Les bâtonniers ont transmis au CNB une proposition de modification du RIN prohibant le port de signes manifestant une appartenance ou une opinion religieuse, philosophique ou politique.
Les bâtonniers ne veulent autoriser aucun signe distinctif sur le costume professionnel de l’avocat. Lors de son assemblée générale du 22 septembre 2022, la Conférence des bâtonniers a en effet adopté et transmis au Conseil national des barreaux (CNB) une proposition d’article à insérer dans le Règlement intérieur national (RIN), libellée en ces termes : « L’avocat ne peut porter avec la robe aucun signe manifestant une appartenance ou une opinion religieuse, philosophique ou politique ». « Notre volonté était que les bâtonniers puissent s’exprimer et prendre position, ce qu’ils ont fait en souhaitant avoir une règlementation sur le sujet et en proposant un texte », explique le président de la Conférence des bâtonniers, Bruno Blanquer.
Règles disparates. Le débat sur le port de signes religieux, qui existe au sein de la profession d’avocat depuis de nombreuses années, a été relancé en 2022 à la suite de deux événements. Tout d’abord, en janvier, lors de la rentrée de l’École de formation des barreaux (EFB), une élève-avocate a été priée d’enlever son voile au moment de la prestation du petit serment, ce qui a provoqué une polémique sur les réseaux sociaux (GPL 11 janv. 2022, n° GPL430v5).

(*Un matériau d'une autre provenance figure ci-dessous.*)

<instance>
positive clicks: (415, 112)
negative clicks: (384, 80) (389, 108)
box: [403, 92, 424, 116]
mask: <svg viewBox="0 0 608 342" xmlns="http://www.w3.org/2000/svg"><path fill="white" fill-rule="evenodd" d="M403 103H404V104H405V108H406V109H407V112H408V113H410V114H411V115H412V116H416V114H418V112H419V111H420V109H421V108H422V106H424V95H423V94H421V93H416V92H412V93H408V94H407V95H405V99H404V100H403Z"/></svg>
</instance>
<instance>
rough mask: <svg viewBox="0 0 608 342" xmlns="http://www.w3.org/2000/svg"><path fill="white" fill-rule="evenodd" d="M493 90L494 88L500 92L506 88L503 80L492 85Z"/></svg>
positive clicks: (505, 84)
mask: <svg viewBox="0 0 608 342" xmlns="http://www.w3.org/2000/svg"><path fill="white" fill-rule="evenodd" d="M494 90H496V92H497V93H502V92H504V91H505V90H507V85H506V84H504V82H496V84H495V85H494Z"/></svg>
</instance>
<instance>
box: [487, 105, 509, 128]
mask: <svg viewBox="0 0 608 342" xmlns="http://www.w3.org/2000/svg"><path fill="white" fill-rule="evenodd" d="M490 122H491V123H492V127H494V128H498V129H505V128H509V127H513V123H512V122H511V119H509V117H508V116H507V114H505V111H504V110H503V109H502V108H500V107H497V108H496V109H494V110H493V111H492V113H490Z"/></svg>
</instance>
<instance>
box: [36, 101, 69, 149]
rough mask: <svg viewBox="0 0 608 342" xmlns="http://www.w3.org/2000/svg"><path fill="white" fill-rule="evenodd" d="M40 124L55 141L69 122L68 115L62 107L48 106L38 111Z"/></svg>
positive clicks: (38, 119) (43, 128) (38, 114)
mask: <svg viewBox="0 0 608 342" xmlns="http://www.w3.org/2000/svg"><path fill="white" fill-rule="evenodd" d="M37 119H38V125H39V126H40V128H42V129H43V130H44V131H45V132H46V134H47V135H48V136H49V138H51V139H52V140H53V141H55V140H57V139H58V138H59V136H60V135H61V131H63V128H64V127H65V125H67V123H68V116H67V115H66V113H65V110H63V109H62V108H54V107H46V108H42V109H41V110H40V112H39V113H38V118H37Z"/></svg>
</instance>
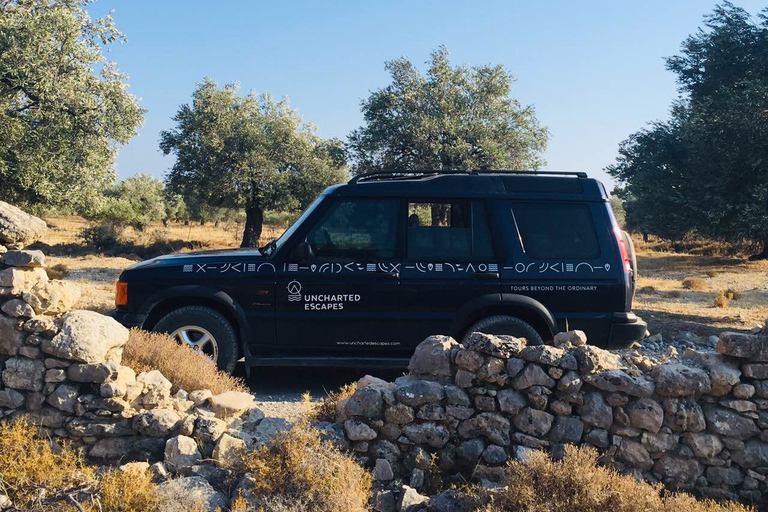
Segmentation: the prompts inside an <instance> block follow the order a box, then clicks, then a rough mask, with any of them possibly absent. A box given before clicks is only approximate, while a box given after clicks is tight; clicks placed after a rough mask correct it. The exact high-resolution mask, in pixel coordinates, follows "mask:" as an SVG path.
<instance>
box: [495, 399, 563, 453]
mask: <svg viewBox="0 0 768 512" xmlns="http://www.w3.org/2000/svg"><path fill="white" fill-rule="evenodd" d="M553 421H554V416H552V415H551V414H549V413H548V412H544V411H539V410H538V409H533V408H531V407H526V408H525V409H523V410H522V411H520V412H519V413H517V415H516V416H515V418H514V424H515V428H516V429H517V430H519V431H521V432H524V433H526V434H529V435H532V436H534V437H542V436H544V435H546V434H547V433H548V432H549V431H550V429H551V428H552V422H553ZM505 446H506V445H505Z"/></svg>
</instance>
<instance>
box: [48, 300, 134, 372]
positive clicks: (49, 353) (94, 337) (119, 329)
mask: <svg viewBox="0 0 768 512" xmlns="http://www.w3.org/2000/svg"><path fill="white" fill-rule="evenodd" d="M127 341H128V329H126V328H125V327H123V326H122V325H120V324H119V323H118V322H117V321H116V320H115V319H113V318H110V317H108V316H104V315H101V314H99V313H96V312H94V311H79V310H78V311H72V312H70V313H67V314H66V315H64V317H63V322H62V325H61V331H60V332H59V334H57V335H56V336H54V338H53V339H52V340H43V343H42V345H41V348H42V349H43V352H45V353H47V354H51V355H52V356H54V357H60V358H63V359H71V360H74V361H81V362H83V363H101V362H103V361H106V360H110V361H115V362H118V363H119V362H120V360H121V359H122V350H123V345H125V343H126V342H127Z"/></svg>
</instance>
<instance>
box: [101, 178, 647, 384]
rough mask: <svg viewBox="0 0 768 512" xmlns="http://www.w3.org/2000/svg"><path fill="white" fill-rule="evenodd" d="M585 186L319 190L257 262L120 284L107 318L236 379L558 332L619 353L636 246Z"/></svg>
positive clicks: (455, 185) (262, 251)
mask: <svg viewBox="0 0 768 512" xmlns="http://www.w3.org/2000/svg"><path fill="white" fill-rule="evenodd" d="M607 199H608V197H607V194H606V192H605V188H604V187H603V185H602V184H601V183H600V182H598V181H596V180H594V179H589V178H588V177H587V176H586V174H583V173H551V172H509V171H493V172H490V171H455V172H450V171H428V172H418V173H415V172H408V173H376V174H369V175H362V176H358V177H356V178H354V179H353V180H351V181H350V182H349V183H347V184H343V185H337V186H334V187H330V188H329V189H327V190H326V191H325V192H324V193H323V194H322V195H321V196H320V197H319V198H318V199H317V200H316V201H315V202H314V203H313V204H312V205H311V206H310V207H309V208H308V209H307V210H306V211H305V212H304V214H303V215H302V216H301V218H299V220H298V221H296V223H294V224H293V225H292V226H291V227H290V228H288V230H286V231H285V233H283V235H282V236H281V237H280V238H278V239H277V240H274V241H272V242H270V243H269V244H267V245H266V246H264V247H262V248H261V249H259V250H255V249H250V250H248V249H239V250H226V251H213V252H202V253H192V254H177V255H171V256H162V257H159V258H155V259H152V260H149V261H145V262H142V263H139V264H137V265H134V266H132V267H129V268H127V269H126V270H125V271H124V272H123V273H122V275H121V276H120V280H119V282H118V293H117V300H116V303H117V313H116V315H117V318H118V319H119V320H120V321H122V322H123V323H124V324H125V325H128V326H139V327H143V328H144V329H148V330H155V331H162V332H168V333H170V334H171V335H173V336H174V337H176V338H177V339H178V340H179V341H180V342H183V343H187V344H189V345H190V346H192V347H194V348H196V349H197V350H200V351H202V352H204V353H206V354H208V355H209V356H210V357H212V358H213V359H214V360H216V361H217V363H218V365H219V367H220V368H222V369H225V370H230V371H231V370H232V369H233V368H234V366H235V363H236V361H237V360H238V359H240V358H241V357H244V358H245V361H246V364H247V365H248V366H258V365H285V366H294V365H300V366H301V365H328V366H362V365H366V364H371V365H373V366H376V367H383V366H402V365H405V364H407V360H408V358H409V357H410V356H411V354H412V352H413V350H414V348H415V347H416V345H417V344H418V343H419V342H420V341H422V340H423V339H424V338H425V337H427V336H428V335H431V334H447V335H451V336H454V337H455V338H457V339H459V340H461V339H462V338H463V337H464V336H467V335H468V333H471V332H473V331H483V332H487V333H492V334H512V335H516V336H520V337H525V338H526V339H527V340H528V343H531V344H535V343H542V342H546V341H547V340H550V339H552V337H553V336H554V334H555V333H557V332H559V331H562V330H566V329H581V330H583V331H585V332H586V334H587V336H588V338H589V342H590V343H592V344H595V345H599V346H602V347H608V348H613V347H624V346H627V345H629V344H631V343H632V342H633V341H636V340H638V339H640V338H642V337H643V336H644V335H645V332H646V324H645V322H643V321H642V320H641V319H640V318H638V317H637V316H635V315H634V314H633V313H632V312H631V309H632V297H633V294H634V286H635V285H634V283H635V280H634V276H635V269H634V268H633V266H634V263H633V261H634V260H633V254H632V248H631V242H629V240H628V238H626V237H625V236H624V234H623V233H622V232H621V231H620V229H619V227H618V225H617V224H616V220H615V219H614V216H613V212H612V211H611V207H610V206H609V204H608V200H607Z"/></svg>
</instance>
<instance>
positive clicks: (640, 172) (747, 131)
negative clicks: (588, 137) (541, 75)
mask: <svg viewBox="0 0 768 512" xmlns="http://www.w3.org/2000/svg"><path fill="white" fill-rule="evenodd" d="M666 62H667V69H669V70H670V71H672V72H674V73H675V74H676V75H677V79H678V83H679V84H680V97H679V98H678V100H677V101H676V102H675V104H674V105H673V106H672V109H671V116H670V119H669V120H667V121H661V122H654V123H652V124H651V125H649V126H648V127H646V128H644V129H642V130H640V131H639V132H637V133H635V134H633V135H631V136H630V137H629V138H628V139H627V140H625V141H624V142H623V143H622V144H621V146H620V150H619V154H620V156H619V158H618V160H617V162H616V163H615V164H614V165H612V166H609V167H608V169H607V170H608V172H609V173H610V174H611V175H612V176H613V177H615V178H616V179H617V180H619V182H620V183H621V184H622V189H621V192H620V194H621V195H622V197H623V198H624V199H625V201H626V210H627V223H628V225H629V226H630V227H632V228H634V229H638V230H642V231H645V232H650V233H655V234H658V235H661V236H667V237H679V236H682V235H684V234H686V233H691V232H692V233H697V234H701V235H705V236H710V237H714V238H719V239H731V240H734V239H752V240H756V241H761V242H764V243H765V242H768V167H766V163H767V162H768V143H767V142H766V141H768V10H765V11H763V13H761V14H760V15H759V17H758V18H757V19H753V18H752V17H751V16H750V15H749V14H748V13H747V12H746V11H744V10H743V9H740V8H738V7H735V6H733V5H732V4H730V3H727V2H726V3H723V4H722V5H718V6H717V7H716V8H715V10H714V12H713V13H711V14H710V15H708V16H706V17H705V23H704V28H702V29H700V30H699V31H698V32H697V33H696V34H694V35H692V36H690V37H689V38H687V39H686V40H685V41H684V42H683V44H682V51H681V54H680V55H678V56H674V57H671V58H668V59H667V61H666ZM765 251H768V244H766V250H765ZM765 251H764V252H765ZM765 253H766V254H768V252H765Z"/></svg>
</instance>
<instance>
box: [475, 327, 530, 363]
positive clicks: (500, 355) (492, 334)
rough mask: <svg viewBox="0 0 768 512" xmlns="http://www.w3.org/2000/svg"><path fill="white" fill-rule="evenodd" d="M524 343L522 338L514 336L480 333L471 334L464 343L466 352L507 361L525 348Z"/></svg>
mask: <svg viewBox="0 0 768 512" xmlns="http://www.w3.org/2000/svg"><path fill="white" fill-rule="evenodd" d="M525 345H526V341H525V339H523V338H515V337H514V336H506V335H493V334H485V333H482V332H473V333H472V334H471V335H470V337H469V339H468V340H467V341H466V342H465V348H466V349H467V350H474V351H475V352H480V353H481V354H485V355H488V356H493V357H500V358H502V359H509V358H510V357H516V356H517V355H518V354H519V353H520V351H521V350H522V349H523V348H524V347H525Z"/></svg>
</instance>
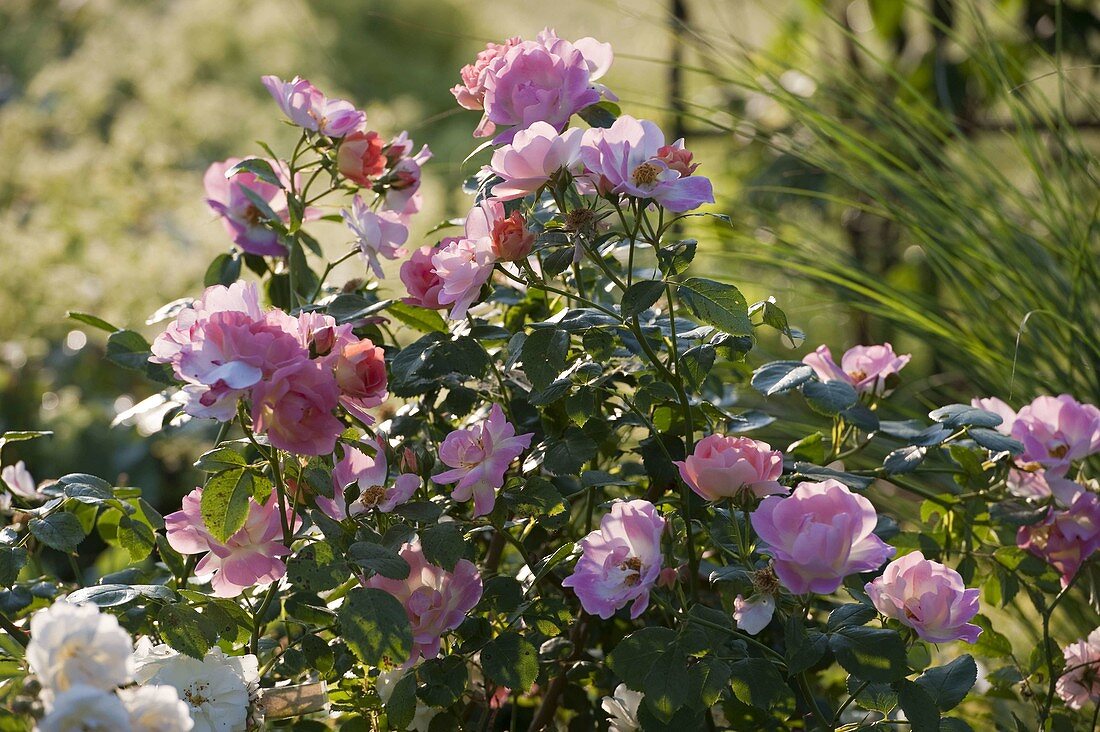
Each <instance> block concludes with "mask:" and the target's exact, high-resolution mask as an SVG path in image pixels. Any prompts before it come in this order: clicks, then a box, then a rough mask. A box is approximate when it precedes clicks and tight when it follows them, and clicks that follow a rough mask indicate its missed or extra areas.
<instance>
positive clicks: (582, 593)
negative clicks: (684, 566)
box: [562, 501, 664, 620]
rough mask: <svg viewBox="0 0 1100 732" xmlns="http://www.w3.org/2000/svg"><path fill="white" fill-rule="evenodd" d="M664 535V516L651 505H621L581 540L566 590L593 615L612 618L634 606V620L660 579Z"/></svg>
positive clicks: (644, 604)
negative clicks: (575, 566) (576, 555)
mask: <svg viewBox="0 0 1100 732" xmlns="http://www.w3.org/2000/svg"><path fill="white" fill-rule="evenodd" d="M663 531H664V518H663V517H662V516H661V514H659V513H658V512H657V509H656V507H654V506H653V504H652V503H650V502H649V501H616V502H615V503H614V504H612V510H610V513H608V514H606V515H604V517H603V518H601V520H599V528H598V529H596V531H594V532H592V533H591V534H588V535H587V536H585V537H584V538H583V539H581V542H580V545H581V549H582V554H581V558H580V559H579V560H577V561H576V567H575V568H574V569H573V573H572V575H570V576H569V577H566V578H565V580H564V581H563V582H562V586H563V587H571V588H573V591H574V592H576V597H577V598H579V599H580V600H581V605H582V607H583V608H584V612H586V613H588V614H590V615H598V616H599V618H602V619H604V620H607V619H609V618H610V616H612V615H614V614H615V613H616V611H618V610H619V608H624V607H626V605H627V604H629V605H630V618H638V616H639V615H641V613H642V612H645V610H646V608H647V607H648V605H649V591H650V589H652V587H653V584H654V583H656V582H657V580H658V578H659V577H660V575H661V565H662V562H663V558H662V556H661V533H662V532H663Z"/></svg>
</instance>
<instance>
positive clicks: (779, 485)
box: [675, 435, 787, 501]
mask: <svg viewBox="0 0 1100 732" xmlns="http://www.w3.org/2000/svg"><path fill="white" fill-rule="evenodd" d="M675 465H676V466H678V467H679V468H680V477H681V478H682V479H683V481H684V482H685V483H687V485H689V488H691V489H692V490H693V491H695V492H696V493H697V494H698V495H700V496H701V498H703V499H705V500H707V501H720V500H722V499H731V498H734V496H735V495H738V494H739V493H741V492H742V491H748V492H749V493H751V494H752V495H756V496H757V498H763V496H766V495H771V494H773V493H785V492H787V489H784V488H783V487H782V485H780V484H779V480H778V479H779V477H780V476H781V474H782V473H783V454H782V452H780V451H779V450H773V449H771V446H770V445H768V444H767V443H761V441H759V440H755V439H751V438H749V437H726V436H723V435H708V436H707V437H704V438H703V439H701V440H700V441H698V443H696V444H695V450H694V451H693V452H692V454H691V455H689V456H687V458H686V459H684V460H676V461H675Z"/></svg>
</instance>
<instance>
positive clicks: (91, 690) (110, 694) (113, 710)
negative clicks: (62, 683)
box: [34, 684, 130, 732]
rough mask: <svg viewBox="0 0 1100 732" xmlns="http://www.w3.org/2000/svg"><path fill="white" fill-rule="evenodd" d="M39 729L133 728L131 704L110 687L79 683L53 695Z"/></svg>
mask: <svg viewBox="0 0 1100 732" xmlns="http://www.w3.org/2000/svg"><path fill="white" fill-rule="evenodd" d="M34 729H35V732H130V715H129V714H127V708H125V707H123V706H122V701H120V700H119V698H118V697H117V696H114V695H113V693H112V692H110V691H103V690H102V689H98V688H96V687H94V686H88V685H87V684H76V685H74V686H72V687H69V689H68V690H66V691H62V692H61V693H58V695H57V696H55V697H54V699H53V706H52V708H51V710H50V713H48V714H46V715H45V717H43V718H42V721H40V722H38V725H37V726H36V728H34Z"/></svg>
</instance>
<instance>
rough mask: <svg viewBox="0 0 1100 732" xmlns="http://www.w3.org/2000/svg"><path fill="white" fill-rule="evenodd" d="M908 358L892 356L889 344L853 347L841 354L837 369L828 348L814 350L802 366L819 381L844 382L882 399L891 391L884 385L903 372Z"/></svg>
mask: <svg viewBox="0 0 1100 732" xmlns="http://www.w3.org/2000/svg"><path fill="white" fill-rule="evenodd" d="M912 358H913V357H912V356H910V354H909V353H904V354H902V356H898V354H895V353H894V352H893V347H892V346H890V343H882V345H881V346H855V347H853V348H849V349H848V350H847V351H845V354H844V356H843V357H842V358H840V365H837V364H836V362H835V361H834V360H833V353H832V352H831V351H829V350H828V347H827V346H818V347H817V350H815V351H814V352H813V353H807V354H806V356H805V357H804V358H803V359H802V362H803V363H805V364H806V365H809V367H811V368H812V369H813V370H814V373H816V374H817V378H818V379H821V380H822V381H825V382H828V381H844V382H847V383H849V384H851V385H853V386H854V387H855V389H856V391H857V392H860V393H869V394H873V395H876V396H883V395H886V394H889V393H890V392H892V391H893V387H892V384H889V383H888V380H889V379H890V376H893V375H895V374H897V373H898V372H899V371H901V370H902V369H904V368H905V364H906V363H909V361H910V359H912Z"/></svg>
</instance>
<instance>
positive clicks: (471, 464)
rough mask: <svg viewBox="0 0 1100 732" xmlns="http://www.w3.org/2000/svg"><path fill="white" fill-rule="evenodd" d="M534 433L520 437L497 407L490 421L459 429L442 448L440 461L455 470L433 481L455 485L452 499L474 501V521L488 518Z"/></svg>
mask: <svg viewBox="0 0 1100 732" xmlns="http://www.w3.org/2000/svg"><path fill="white" fill-rule="evenodd" d="M533 436H535V434H533V433H527V434H525V435H517V434H516V427H515V426H514V425H513V424H511V423H510V422H508V420H507V418H505V416H504V411H503V409H502V408H500V405H499V404H494V405H493V407H492V408H491V409H489V413H488V417H486V418H485V419H484V420H483V422H481V423H478V424H476V425H473V426H472V427H467V428H465V429H455V430H454V431H452V433H451V434H449V435H448V436H447V437H445V438H443V443H442V444H441V445H440V446H439V460H440V462H442V463H443V465H445V466H448V467H449V468H451V470H445V471H443V472H441V473H439V474H438V476H436V477H434V478H433V480H434V481H436V482H437V483H441V484H445V483H455V485H454V490H452V491H451V498H452V499H454V500H455V501H469V500H470V499H471V498H473V500H474V517H475V518H476V517H477V516H484V515H485V514H487V513H488V512H491V511H492V510H493V506H494V505H495V504H496V491H497V489H498V488H500V487H502V485H504V474H505V473H506V472H507V471H508V466H509V465H511V461H513V460H515V459H516V458H517V457H519V454H520V452H522V451H524V450H526V449H527V448H528V447H530V446H531V438H532V437H533Z"/></svg>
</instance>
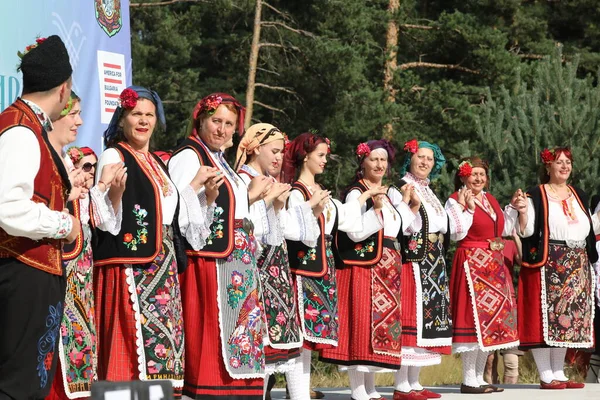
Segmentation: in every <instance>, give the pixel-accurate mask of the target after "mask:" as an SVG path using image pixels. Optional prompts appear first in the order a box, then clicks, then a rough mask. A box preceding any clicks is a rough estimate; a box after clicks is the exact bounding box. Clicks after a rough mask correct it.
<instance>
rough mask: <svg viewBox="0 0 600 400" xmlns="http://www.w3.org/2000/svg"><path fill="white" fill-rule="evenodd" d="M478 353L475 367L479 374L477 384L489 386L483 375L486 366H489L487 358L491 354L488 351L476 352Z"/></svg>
mask: <svg viewBox="0 0 600 400" xmlns="http://www.w3.org/2000/svg"><path fill="white" fill-rule="evenodd" d="M475 351H477V365H476V366H475V372H476V373H477V382H479V385H480V386H481V385H487V382H486V381H485V379H483V374H484V372H485V364H487V356H488V355H489V354H490V353H488V352H487V351H482V350H475Z"/></svg>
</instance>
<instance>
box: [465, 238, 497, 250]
mask: <svg viewBox="0 0 600 400" xmlns="http://www.w3.org/2000/svg"><path fill="white" fill-rule="evenodd" d="M458 247H459V248H460V247H462V248H471V249H490V250H495V251H502V250H504V240H503V239H501V238H494V239H492V240H463V241H462V242H460V244H459V245H458Z"/></svg>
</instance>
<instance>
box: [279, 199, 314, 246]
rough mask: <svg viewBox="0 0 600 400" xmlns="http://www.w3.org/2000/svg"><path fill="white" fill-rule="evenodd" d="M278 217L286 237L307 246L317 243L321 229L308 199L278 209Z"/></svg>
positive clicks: (283, 231)
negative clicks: (293, 204) (303, 243)
mask: <svg viewBox="0 0 600 400" xmlns="http://www.w3.org/2000/svg"><path fill="white" fill-rule="evenodd" d="M278 217H279V223H280V225H281V227H282V229H283V235H284V236H285V238H286V239H288V240H296V241H297V240H300V241H302V242H303V243H304V244H305V245H307V246H308V247H315V246H316V245H317V239H318V238H319V236H320V234H321V229H320V228H319V223H318V221H317V218H316V217H315V214H314V213H313V210H312V208H311V206H310V203H309V202H308V201H304V202H302V203H300V204H298V205H296V206H294V207H290V208H288V209H285V210H280V211H279V214H278Z"/></svg>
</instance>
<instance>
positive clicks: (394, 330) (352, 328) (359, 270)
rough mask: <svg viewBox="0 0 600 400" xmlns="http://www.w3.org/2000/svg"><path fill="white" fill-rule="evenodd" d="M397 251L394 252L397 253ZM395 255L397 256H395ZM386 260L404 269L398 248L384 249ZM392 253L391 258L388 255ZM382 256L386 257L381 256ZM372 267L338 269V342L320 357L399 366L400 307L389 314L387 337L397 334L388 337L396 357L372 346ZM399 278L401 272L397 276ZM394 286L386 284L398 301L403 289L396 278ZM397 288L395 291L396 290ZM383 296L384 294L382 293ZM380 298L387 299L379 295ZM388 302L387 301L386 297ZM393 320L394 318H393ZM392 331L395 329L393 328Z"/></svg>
mask: <svg viewBox="0 0 600 400" xmlns="http://www.w3.org/2000/svg"><path fill="white" fill-rule="evenodd" d="M394 253H395V254H394ZM394 255H395V257H394ZM385 257H386V260H385V261H384V260H382V261H380V263H379V264H378V266H380V265H382V264H386V265H387V264H393V266H394V267H395V269H396V271H397V272H400V269H401V264H400V262H401V259H400V255H399V254H398V252H396V251H395V250H391V249H387V248H386V249H385ZM388 257H389V258H388ZM382 258H383V257H382ZM373 268H376V266H373V267H358V266H353V267H348V268H343V269H338V270H337V272H336V273H337V279H338V287H337V289H338V307H339V308H338V310H339V316H340V318H339V339H338V346H337V347H334V348H331V349H325V350H323V351H321V360H322V361H325V362H328V363H332V364H338V365H366V366H373V367H380V368H387V369H398V368H400V361H401V358H400V347H401V338H400V336H399V335H398V334H399V333H400V328H401V326H400V315H401V313H400V310H399V308H398V309H397V312H396V311H392V312H394V314H397V315H396V316H394V315H391V316H390V318H388V321H387V325H388V328H387V329H384V330H386V332H385V333H386V334H385V335H382V336H386V339H387V338H389V336H390V334H391V335H395V337H393V338H391V339H392V340H390V341H387V345H386V346H385V347H386V348H387V350H388V351H389V352H396V353H397V354H398V356H397V357H394V356H392V355H389V354H380V352H375V351H374V347H373V342H372V340H373V334H374V332H373V304H374V301H376V300H375V299H373V283H372V279H373V275H372V274H373ZM396 277H397V278H399V274H398V275H397V276H396ZM393 284H395V285H397V286H395V287H389V286H388V287H387V289H388V293H386V294H389V295H391V296H392V297H394V299H388V300H391V301H390V303H391V302H395V301H397V298H398V297H399V291H400V282H398V281H395V282H393ZM394 292H395V293H394ZM380 297H381V295H380ZM378 299H379V300H381V301H386V300H384V299H381V298H378ZM386 302H387V301H386ZM392 320H394V321H392ZM390 331H392V332H390Z"/></svg>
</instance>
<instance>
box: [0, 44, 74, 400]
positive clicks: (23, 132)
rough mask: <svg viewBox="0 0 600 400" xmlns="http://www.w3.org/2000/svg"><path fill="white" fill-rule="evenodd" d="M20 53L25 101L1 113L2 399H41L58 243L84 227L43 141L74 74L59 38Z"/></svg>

Ensuite, le 2 mars, la Cour de cassation a rendu un arrêt énonçant que les ordres étaient compétents pour édicter des règles en la matière, à défaut de prise de position du CNB dont la mission historique est d’unifier les règlements au sein du RIN (Cass. 1re civ., 2 mars 2022, n° 20-20185 : GPL 12 avril 2022, n° GPL434q1). Ce dernier étant silencieux sur le sujet, les bâtonniers ont décidé de prendre la Cour de cassation au mot et de s’en saisir. Un travail d’autant plus attendu au sein des barreaux que les règles les plus disparates coexistent, laissant certains conseils de l’ordre démunis sur l’attitude à adopter. « En avril, nous avons recensé les règlements intérieurs des barreaux. Sur les 58 barreaux qui ont répondu, 28 n’avaient inséré aucune clause sur le sujet, 8 règlementaient le port de la robe sans viser les signes religieux, et 28 avaient inséré une clause règlementant le port de signes distinctifs sur la robe », relate Bruno Blanquer
Procès équitable. Pourquoi avoir choisi d’interdire tout signe d’appartenance religieuse, politique ou philosophique ? « Le costume de l’avocat à l’audience doit être neutre pour garantir l’égalité des justiciables et le droit à un procès équitable. Au sein d’un tribunal, l’avocat ne doit pas porter d’autres paroles que celles de son client », justifie Bruno Blanquer. Et de préciser : « Nous avons souhaité que la règlementation proposée respecte pleinement les deux critères retenus par la Cour de cassation, à savoir absence de discrimination et caractère proportionné. Pour cette raison, il a été décidé de limiter celle-ci au port de la robe à l’audience ».
Réflexion. Conformément au vote des bâtonniers, la Conférence a transmis sa proposition au CNB. Lequel n’est pas si pressé de prendre position sur le sujet. Il y a quelques semaines, son bureau a en effet demandé au conseiller d’État Christian Vigouroux de mener une réflexion sur la question du costume professionnel. « L’idée est d’externaliser et de nous aider à réfléchir », explique le président du CNB Jérôme Gavaudan. « Nous voulons avoir un vrai débat, avec un raisonnement juridique, collectif et même sociologique ». Les conclusions sont attendues courant 2023. Pour autant, Bruno Blanquer se défend d’avoir voulu court-circuiter l’institution représentative des avocats avec la motion du 22 septembre. « Le CNB est dans son rôle en voulant être exhaustif et en s’entourant d’avis, assure-t-il. Les ordres appliqueront le RIN quand une décision aura été prise et leur règlement intérieur dans l’intervalle, avec bien évidemment à leur côté la Conférence des bâtonniers, dont la fonction est de recueillir leur voix et de la porter au CNB, surtout sur un sujet comme celui-ci, qui est ordinal par excellence ».